An international tribunal investigating alleged crimes against Indigenous children in Canada’s residential schools began hearings on Monday in Montreal. Organized by the Native Women’s Shelter of Montreal and Amnistie internationale Canada francophone, the Permanent Peoples’ Tribunal on Missing Indigenous Children and Unmarked Graves is described as “a powerful grassroots justice mechanism to build global awareness, document the full scope of any crimes and provide an international record of evidence.” “Indigenous people can no longer wait for Canada to act,” said Nakuset, executive director of the Native Women’s Shelter of Montreal. “Indigenous families are demanding justice, not more empty words.” In an interview with The Gazette, Nakuset said she spearheaded the initiative for the Montreal hearings in response to the Canadian government’s slowness in implementing the 94 Calls to Action announced in 2015 following the findings of its investigation into the residential school system as part of the Truth and Reconciliation Commission. “The government is not doing anything,” Nakuset said. “It’s driving me insane. We do marches every year for Every Child Matters. I’m tired of walking.” She worked with Know History, a Canadian organization that researches Indigenous history, which compiled more than 2,000 pieces of evidence for the case.
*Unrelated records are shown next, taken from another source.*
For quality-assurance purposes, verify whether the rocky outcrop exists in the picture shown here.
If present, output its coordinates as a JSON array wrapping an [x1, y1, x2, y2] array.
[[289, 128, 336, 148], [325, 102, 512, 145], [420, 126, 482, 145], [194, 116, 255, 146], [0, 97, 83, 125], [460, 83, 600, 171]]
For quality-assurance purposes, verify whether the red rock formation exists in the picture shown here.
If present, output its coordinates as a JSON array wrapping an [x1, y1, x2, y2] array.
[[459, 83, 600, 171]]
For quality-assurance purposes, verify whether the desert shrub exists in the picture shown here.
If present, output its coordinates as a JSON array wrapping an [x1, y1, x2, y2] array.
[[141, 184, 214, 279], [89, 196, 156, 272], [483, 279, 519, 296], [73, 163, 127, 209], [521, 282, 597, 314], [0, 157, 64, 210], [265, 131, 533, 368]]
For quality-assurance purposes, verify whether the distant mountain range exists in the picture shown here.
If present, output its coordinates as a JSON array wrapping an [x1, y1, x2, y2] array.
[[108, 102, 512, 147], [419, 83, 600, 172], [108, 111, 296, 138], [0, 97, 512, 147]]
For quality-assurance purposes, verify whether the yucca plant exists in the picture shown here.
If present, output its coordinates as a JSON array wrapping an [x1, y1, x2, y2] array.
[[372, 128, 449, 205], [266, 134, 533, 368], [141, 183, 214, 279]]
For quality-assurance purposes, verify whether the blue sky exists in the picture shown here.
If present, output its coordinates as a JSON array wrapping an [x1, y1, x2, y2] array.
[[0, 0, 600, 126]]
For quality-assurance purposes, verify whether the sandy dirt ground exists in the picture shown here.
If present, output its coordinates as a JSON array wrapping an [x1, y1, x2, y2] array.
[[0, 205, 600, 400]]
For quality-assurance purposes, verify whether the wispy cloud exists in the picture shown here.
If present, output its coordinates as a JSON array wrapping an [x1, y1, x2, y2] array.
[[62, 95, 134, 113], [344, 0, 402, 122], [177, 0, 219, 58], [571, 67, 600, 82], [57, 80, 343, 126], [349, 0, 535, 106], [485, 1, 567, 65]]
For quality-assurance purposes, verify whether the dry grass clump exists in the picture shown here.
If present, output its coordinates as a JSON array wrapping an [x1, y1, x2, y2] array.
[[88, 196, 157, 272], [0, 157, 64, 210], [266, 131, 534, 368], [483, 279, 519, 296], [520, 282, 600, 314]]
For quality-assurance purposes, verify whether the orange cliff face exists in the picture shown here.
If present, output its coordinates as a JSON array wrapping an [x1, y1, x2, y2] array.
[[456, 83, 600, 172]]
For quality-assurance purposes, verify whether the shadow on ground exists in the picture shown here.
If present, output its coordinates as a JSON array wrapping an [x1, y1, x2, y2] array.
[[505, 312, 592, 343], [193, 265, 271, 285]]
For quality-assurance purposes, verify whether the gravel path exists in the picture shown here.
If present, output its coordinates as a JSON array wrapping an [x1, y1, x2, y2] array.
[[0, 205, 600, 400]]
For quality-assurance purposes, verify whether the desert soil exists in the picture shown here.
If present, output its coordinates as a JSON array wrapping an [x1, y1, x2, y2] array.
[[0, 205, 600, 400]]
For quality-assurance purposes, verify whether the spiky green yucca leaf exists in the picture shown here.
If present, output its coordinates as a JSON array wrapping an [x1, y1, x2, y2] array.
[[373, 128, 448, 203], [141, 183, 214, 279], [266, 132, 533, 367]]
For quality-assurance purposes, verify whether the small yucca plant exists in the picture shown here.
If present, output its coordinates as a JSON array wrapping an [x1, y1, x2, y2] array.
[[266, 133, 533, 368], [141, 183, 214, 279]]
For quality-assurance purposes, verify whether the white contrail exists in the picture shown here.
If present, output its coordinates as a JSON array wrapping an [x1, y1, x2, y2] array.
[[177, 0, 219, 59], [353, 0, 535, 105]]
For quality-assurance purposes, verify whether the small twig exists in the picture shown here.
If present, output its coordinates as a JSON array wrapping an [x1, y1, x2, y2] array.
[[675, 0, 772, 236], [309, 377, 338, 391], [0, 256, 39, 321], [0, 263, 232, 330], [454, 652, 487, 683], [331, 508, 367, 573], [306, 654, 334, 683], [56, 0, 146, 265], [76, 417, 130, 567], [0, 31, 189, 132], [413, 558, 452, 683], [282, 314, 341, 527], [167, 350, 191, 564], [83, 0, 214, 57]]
It is being presented by lead prosecutor Christa Big Canoe. Speakers over the five days will include a residential school survivors panel, a forced and coerced sterilization panel, an expert panel of investigative journalists and an expert panel on genocide and crimes against humanity. The tribunal hearings, which take place this week at Centre d’Art Daphne, are being livestreamed on our-truths.com. Founded in 1979, the Italy-based Permanent Peoples’ Tribunal is an international opinion tribunal that rules on “any serious crime committed to the detriment of peoples and minorities,” according to its website.
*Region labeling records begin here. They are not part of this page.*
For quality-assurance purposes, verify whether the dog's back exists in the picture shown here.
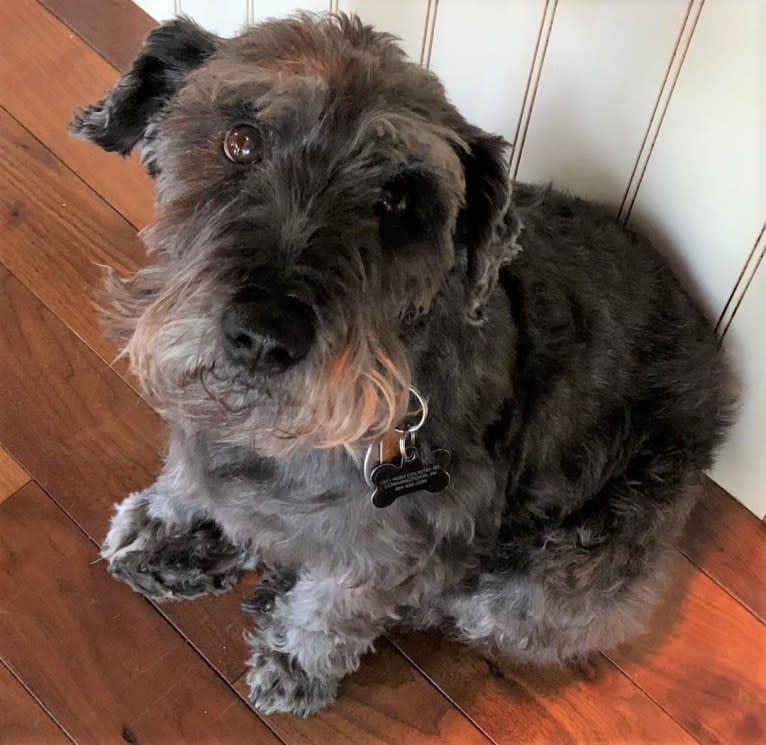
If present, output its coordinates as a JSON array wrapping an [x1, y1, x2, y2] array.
[[444, 185, 731, 662]]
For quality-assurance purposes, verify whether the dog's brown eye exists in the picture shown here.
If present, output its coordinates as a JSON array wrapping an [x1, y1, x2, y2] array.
[[223, 124, 263, 165], [379, 189, 409, 217]]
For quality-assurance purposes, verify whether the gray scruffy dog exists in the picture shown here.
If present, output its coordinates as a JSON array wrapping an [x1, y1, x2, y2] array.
[[72, 15, 728, 715]]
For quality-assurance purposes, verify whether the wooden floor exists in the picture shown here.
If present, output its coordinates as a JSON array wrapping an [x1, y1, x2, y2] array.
[[0, 0, 766, 745]]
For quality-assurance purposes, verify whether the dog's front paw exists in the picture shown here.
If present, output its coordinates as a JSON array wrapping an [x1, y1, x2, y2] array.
[[242, 571, 297, 626], [101, 494, 248, 600], [247, 642, 338, 717]]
It is composed of a network of internationally recognized experts convened to form its panels of judges, seven of whom are in Montreal this week. “They came all the way from New Zealand, Spain and England,” Nakuset said. “They’re going to listen to the evidence. Now it gets heavy.” In her opening remarks on Monday morning, Christa Big Canoe argued that “Canada is in breach of its duties under the convention of the prevention and punishment of the crime of genocide” with respect to its treatment of Indigenous people. She also accused Canada of crimes against humanity. “Genocide is not about outcome or result,” she said. “It’s about the intent to destroy.” She spoke of “Canada’s intent to destroy Indigenous people since the time of Confederation,” citing Duncan Campbell Scott, deputy superintendent of the Department of Indian Affairs from 1913 to 1932, who stated he wanted “to get rid of the Indian problem. … Our objective is to continue until there is not a single Indian in Canada who has not been absorbed into the body politic and there is no Indian question.” The federally funded Indian residential school system, Indian hospitals and other institutions “attempted to do just this to Indigenous people,” she explained. Big Canoe said she is seeking from judges “a decision that Canada committed crimes as charged based on evidence reviewed by you.” “International legal recognition means we can hold the state accountable.
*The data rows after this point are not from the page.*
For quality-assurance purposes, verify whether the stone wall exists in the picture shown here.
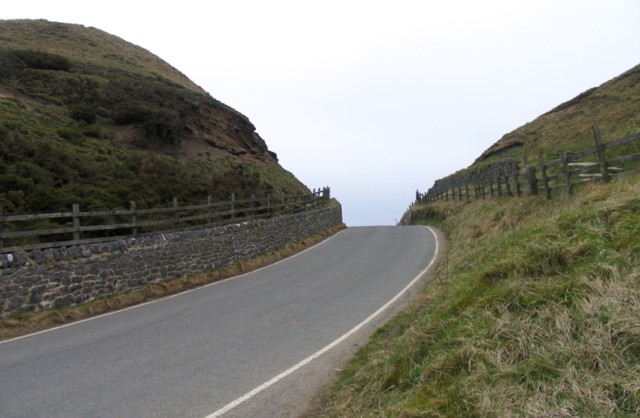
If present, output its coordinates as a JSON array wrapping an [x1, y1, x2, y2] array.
[[0, 206, 342, 317]]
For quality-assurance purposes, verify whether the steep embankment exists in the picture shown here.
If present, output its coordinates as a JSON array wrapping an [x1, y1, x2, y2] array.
[[310, 63, 640, 417], [0, 20, 307, 212], [316, 179, 640, 417]]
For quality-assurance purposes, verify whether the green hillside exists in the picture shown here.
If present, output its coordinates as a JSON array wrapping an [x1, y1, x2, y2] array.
[[475, 65, 640, 164], [308, 63, 640, 417], [0, 20, 308, 213], [313, 179, 640, 417]]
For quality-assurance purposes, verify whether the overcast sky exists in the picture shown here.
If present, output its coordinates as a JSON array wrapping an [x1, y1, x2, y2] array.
[[0, 0, 640, 226]]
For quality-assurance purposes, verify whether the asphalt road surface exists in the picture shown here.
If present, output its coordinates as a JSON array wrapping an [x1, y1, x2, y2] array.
[[0, 226, 437, 418]]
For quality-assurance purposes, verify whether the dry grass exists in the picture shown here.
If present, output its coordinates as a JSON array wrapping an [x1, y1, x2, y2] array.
[[317, 181, 640, 417], [0, 225, 345, 340]]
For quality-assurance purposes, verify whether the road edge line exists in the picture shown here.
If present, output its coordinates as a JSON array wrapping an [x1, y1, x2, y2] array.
[[205, 226, 440, 418]]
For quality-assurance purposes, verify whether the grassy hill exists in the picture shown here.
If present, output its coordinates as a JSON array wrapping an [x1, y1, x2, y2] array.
[[0, 20, 308, 212], [475, 65, 640, 164], [309, 63, 640, 417]]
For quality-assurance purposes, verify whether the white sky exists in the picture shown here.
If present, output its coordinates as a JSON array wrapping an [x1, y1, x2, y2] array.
[[0, 0, 640, 226]]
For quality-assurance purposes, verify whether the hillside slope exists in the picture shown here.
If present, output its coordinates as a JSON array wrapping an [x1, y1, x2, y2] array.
[[0, 20, 308, 212], [474, 65, 640, 164], [308, 66, 640, 417]]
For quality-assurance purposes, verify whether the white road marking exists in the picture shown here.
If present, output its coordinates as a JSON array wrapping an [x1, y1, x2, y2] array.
[[205, 226, 438, 418]]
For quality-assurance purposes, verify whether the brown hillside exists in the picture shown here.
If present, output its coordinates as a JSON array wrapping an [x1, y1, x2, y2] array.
[[0, 20, 308, 212]]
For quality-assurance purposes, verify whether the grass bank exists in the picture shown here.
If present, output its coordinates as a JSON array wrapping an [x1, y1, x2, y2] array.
[[316, 179, 640, 417], [0, 225, 345, 340]]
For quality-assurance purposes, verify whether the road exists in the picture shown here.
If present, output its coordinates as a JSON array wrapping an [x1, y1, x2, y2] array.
[[0, 226, 437, 418]]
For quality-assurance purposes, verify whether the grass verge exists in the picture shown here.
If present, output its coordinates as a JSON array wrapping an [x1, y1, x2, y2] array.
[[0, 225, 345, 340], [313, 179, 640, 417]]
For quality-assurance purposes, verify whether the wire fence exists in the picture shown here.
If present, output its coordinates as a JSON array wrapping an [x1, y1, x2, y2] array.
[[0, 187, 331, 253], [415, 124, 640, 204]]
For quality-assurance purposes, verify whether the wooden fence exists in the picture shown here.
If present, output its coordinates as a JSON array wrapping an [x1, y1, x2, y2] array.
[[0, 187, 331, 253], [416, 125, 640, 204]]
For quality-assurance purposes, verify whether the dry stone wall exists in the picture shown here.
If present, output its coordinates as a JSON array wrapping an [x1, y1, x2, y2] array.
[[0, 206, 342, 317]]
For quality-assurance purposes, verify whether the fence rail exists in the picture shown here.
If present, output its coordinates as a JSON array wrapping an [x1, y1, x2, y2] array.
[[416, 124, 640, 204], [0, 187, 331, 253]]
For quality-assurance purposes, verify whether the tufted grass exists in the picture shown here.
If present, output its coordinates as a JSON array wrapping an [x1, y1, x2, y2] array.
[[309, 179, 640, 417], [0, 225, 345, 340]]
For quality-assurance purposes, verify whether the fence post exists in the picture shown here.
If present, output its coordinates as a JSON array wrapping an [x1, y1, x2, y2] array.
[[129, 200, 138, 236], [591, 123, 611, 183], [231, 192, 236, 219], [173, 197, 180, 230], [560, 151, 573, 195], [71, 203, 80, 241], [540, 154, 551, 199], [527, 165, 538, 196]]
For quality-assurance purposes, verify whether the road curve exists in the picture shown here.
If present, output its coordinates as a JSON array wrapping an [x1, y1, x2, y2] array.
[[0, 226, 437, 417]]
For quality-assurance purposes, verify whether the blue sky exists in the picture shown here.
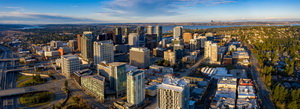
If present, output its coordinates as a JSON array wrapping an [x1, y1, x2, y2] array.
[[0, 0, 300, 24]]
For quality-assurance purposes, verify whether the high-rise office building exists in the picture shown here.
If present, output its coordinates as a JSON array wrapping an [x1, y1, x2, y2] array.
[[198, 36, 207, 48], [204, 41, 218, 63], [81, 75, 105, 103], [97, 33, 114, 41], [147, 26, 153, 34], [183, 33, 193, 44], [172, 38, 184, 46], [164, 50, 176, 65], [50, 41, 64, 49], [189, 39, 199, 51], [157, 76, 190, 109], [68, 40, 78, 51], [155, 26, 162, 42], [145, 34, 158, 50], [81, 31, 95, 63], [77, 34, 81, 51], [128, 33, 140, 47], [136, 26, 145, 36], [173, 44, 184, 51], [136, 26, 145, 42], [124, 27, 130, 37], [113, 35, 123, 44], [115, 27, 122, 35], [108, 62, 127, 98], [173, 26, 183, 39], [61, 55, 80, 78], [126, 70, 145, 105], [129, 47, 150, 68], [94, 40, 114, 65], [123, 27, 130, 44]]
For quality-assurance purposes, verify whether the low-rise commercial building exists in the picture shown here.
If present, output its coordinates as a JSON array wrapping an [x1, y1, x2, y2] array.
[[81, 75, 105, 102]]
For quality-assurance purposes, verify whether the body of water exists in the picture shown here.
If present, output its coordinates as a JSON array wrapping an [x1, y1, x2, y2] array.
[[162, 25, 248, 33], [162, 24, 300, 33], [19, 26, 44, 30]]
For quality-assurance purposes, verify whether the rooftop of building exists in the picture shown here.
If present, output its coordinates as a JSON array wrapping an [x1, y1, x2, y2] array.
[[108, 62, 126, 66], [61, 54, 79, 59], [158, 76, 189, 92], [82, 75, 105, 81], [218, 77, 237, 85], [239, 79, 253, 86], [236, 98, 257, 109], [130, 47, 149, 52], [127, 70, 144, 76], [146, 85, 157, 90], [94, 40, 113, 45]]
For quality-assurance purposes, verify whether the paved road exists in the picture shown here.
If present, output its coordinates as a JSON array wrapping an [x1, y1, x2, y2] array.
[[0, 45, 18, 109], [247, 46, 275, 109], [179, 55, 205, 78]]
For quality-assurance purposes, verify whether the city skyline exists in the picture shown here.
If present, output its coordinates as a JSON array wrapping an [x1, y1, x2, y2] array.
[[0, 0, 300, 24]]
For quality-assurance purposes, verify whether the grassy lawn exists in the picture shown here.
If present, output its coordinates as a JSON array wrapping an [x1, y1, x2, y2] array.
[[17, 74, 32, 82], [20, 92, 55, 107]]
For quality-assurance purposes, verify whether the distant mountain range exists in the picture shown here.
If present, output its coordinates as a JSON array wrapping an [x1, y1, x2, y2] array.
[[0, 21, 300, 31]]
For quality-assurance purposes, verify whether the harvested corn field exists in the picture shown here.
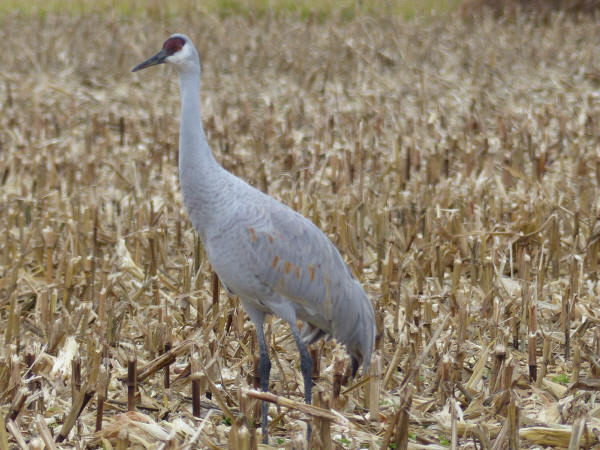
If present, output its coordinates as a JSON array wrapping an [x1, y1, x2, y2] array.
[[0, 2, 600, 448]]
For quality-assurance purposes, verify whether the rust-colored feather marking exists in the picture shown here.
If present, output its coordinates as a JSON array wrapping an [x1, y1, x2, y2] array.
[[308, 264, 315, 281], [248, 227, 258, 242]]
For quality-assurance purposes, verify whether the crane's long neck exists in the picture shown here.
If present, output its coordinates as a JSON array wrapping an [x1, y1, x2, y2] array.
[[179, 68, 223, 237]]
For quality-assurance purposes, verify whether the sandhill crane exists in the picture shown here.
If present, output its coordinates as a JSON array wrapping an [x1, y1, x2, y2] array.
[[133, 34, 375, 443]]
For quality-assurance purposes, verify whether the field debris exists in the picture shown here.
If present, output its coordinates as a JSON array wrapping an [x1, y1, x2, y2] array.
[[0, 8, 600, 449]]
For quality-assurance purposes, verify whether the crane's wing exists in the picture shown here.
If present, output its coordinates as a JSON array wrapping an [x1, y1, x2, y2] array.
[[248, 198, 375, 367]]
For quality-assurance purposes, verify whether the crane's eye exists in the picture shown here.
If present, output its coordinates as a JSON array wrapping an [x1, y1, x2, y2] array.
[[163, 37, 185, 56]]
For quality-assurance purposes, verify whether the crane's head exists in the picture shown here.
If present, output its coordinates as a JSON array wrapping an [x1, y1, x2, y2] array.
[[132, 34, 200, 72]]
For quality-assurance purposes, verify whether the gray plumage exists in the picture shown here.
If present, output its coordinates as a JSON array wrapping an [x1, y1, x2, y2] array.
[[134, 34, 375, 442]]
Canada should be held to account and meet its international legal obligations.” Speaking Monday afternoon was expert witness Kimberly Murray, independent special interlocutor for missing children and unmarked graves and burial sites associated with Indian residential schools. Murray spoke of her duties as special interlocutor, which included working closely with Indigenous leaders, communities, survivors, families and experts to identify needs and recommend a new federal legal framework to ensure the respectful treatment and protection of unmarked graves and burial sites of children at former residential schools and other sites. She explained how in her report as special interlocutor, she outlined 42 legal, moral and ethical obligations that governments, churches and other institutions must meet to implement an Indigenous-led reparations framework for truth, accountability, justice and reconciliation. Coming to tears during her testimony, Murray said the spirits of children who died in residential schools and elsewhere “are with us” and that “we have a duty to honour them.” Murray emphasized the importance of the tribunal hearings in shedding light on the dark history of residential schools. “We want the international community to listen to what happened in Canada,” she said. “This happened in Canada. “We have to follow the truth and trace the whereabouts of the children, wherever they were taken and wherever they were buried. … Governments can’t keep pointing the finger at each other to avoid responsibility.” In conjunction with the tribunal hearings, the exhibition Stolen Childhoods presents survivor truths from the Mohawk Institute Indian Residential School, Monday to Thursday from 9 a.m. to 7 p.m. at the Nouvel Hotel, 1740 René-Lévesque Blvd.